Much of the word out of the IMF sounds familiar. We must restore investor confidence in the financial markets. Without that, the economies struggle, both here in the United States and in countries like Hungary. There is also a similar vein in the actions underway across Europe to make sure that the banking systems are stable. So, our market ups and downs have an even greater impact abroad. Thankfully, in the end, it seems like world leaders have realized the inter-twined nature of the economies and are attempting quick action.
Hungary's bailout is $25.1 billion. Sure, we are talking about an entire country needing a bailout. Just the thought of country bailouts is imposing. This amount, though, pales by comparison to the $122.8 billion the Treasury has extended to AIG alone (see Explaining the Financial Crisis to Students). Keeping focus on the financial magnitude of government intervention, AIG is receiving close to five times what the whole country of Hungary will receive. To borrow a concept recently used by Jim Chen over at Moneylaw to refer to a greater magnitude of financial measurement, we might say "Now that's a lot of Smoots!" Of course, we might wonder if $25.1 billion will be enough for Hungary (or, whether AIG will stop at $122.8 billion).
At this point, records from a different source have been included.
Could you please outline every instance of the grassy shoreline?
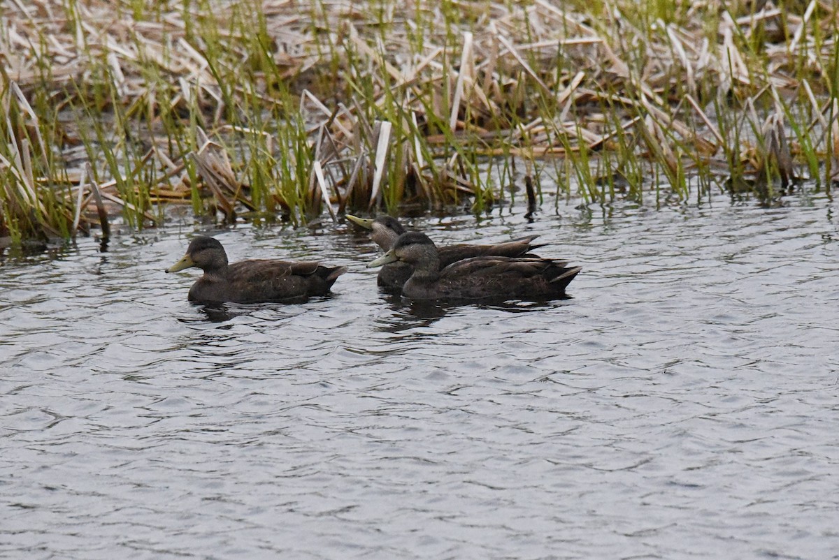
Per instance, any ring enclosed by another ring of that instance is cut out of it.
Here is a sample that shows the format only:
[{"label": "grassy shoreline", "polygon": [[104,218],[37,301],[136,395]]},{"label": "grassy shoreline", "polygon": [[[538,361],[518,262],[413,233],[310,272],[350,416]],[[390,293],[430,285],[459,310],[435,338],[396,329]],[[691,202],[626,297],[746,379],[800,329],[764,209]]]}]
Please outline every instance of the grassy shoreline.
[{"label": "grassy shoreline", "polygon": [[830,189],[831,3],[562,6],[3,0],[0,236]]}]

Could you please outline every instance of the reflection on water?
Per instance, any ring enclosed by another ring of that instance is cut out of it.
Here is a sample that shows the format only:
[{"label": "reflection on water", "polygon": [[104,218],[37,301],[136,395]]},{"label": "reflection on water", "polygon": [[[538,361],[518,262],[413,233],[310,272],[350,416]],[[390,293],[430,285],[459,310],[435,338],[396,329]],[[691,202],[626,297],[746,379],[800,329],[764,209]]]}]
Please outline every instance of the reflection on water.
[{"label": "reflection on water", "polygon": [[378,291],[343,226],[216,232],[346,264],[294,304],[186,301],[186,231],[0,255],[0,556],[831,557],[836,203],[543,209],[571,298]]}]

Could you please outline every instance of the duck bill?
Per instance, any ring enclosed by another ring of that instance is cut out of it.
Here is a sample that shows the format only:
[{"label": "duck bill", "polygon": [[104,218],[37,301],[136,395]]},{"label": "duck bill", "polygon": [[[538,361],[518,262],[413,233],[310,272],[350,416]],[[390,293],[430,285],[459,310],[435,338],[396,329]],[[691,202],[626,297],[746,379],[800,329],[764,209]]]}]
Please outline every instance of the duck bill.
[{"label": "duck bill", "polygon": [[184,258],[180,259],[171,267],[166,269],[167,272],[177,272],[178,271],[184,270],[185,268],[189,268],[190,267],[195,267],[195,262],[189,255],[184,255]]},{"label": "duck bill", "polygon": [[356,226],[361,226],[366,230],[373,229],[373,220],[369,220],[367,218],[359,218],[357,215],[352,215],[352,214],[347,214],[344,217],[352,221]]},{"label": "duck bill", "polygon": [[381,267],[382,265],[388,264],[388,262],[396,262],[399,259],[397,258],[396,254],[393,250],[391,249],[388,252],[384,253],[379,257],[375,261],[371,261],[367,262],[367,268],[373,268],[373,267]]}]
Dominique Strauss-Khan, Managing Director of the IMF, spoke recently about the need of the IMF to be in a position to act quickly to respond to financial crises in emerging markets. It seems that the IMF's proactive stance was a wise route. One can hope that these early interventions by the IMF will help ease the ride of this financial crisis in developing countries. Time will tell in the end, just how much intervention will be needed in developing economies.